April 2, 2013
Links on mobile devices take an average of 5-6 seconds longer to load than those opened on desktops. Massachusetts-based company Akamai is out to help solve that problem, at least for companies willing to pay. Because the truth is, some consumers abandon slow-moving mobile transactions if they take too long. Akamai aims to create a “fast lane” on the radio waves on which wireless services are offered.
The proposed “fast lane” would “allow companies to pay extra to have their Web page or app data transmitted ahead of others,” according to MIT Technology Review. “Akamai’s move is part of a growing effort to figure out how to deliver information to your phone faster but it could raise fairness issues, depending on how much the premium service lengthens wait times for people who don’t pay more.”
Akamai knows what it’s doing in this industry, currently running 120,000 servers on 1,200 networks in 81 countries, “where it hosts Web content for its clients near locations of expected demand,” explains the article. Now, Akamai is partnering with Ericsson, the company responsible for making 40 percent of radio antennas that transmit data to smartphones, to bring their business concept to wireless.
The partnership results in something called the Mobile Cloud Accelerator, which “builds on the way wireless carriers already give voice calls priority over other data. Right now, to avoid choppy conversations, mobile carriers place data associated with voice calls at the front of the queue, ahead of text messages, e-mails, videos, or photos. Under the new protocols, companies can pay to access a tier of premium data service,” according to the article.
In tests thus far, the new technology has helped to speed up loading links on mobile. Whereas a typical 200-kilobyte mobile Web page took between 3.5 and 7 seconds to load, while in the “fast lane,” it took an average of only 1-3 seconds.

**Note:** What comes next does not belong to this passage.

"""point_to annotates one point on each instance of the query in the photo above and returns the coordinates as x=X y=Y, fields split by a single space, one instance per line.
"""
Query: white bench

But this brings up concerns about net neutrality, suggests Technology Review. “As the amount of data on wireless networks soars, any effort to treat some bits differently from others could raise concerns. In recent years some academics and legal experts have advocated a concept called net neutrality, which in its purest interpretation means no Internet service or government should treat data differently, or charge differently, on the basis of its content.”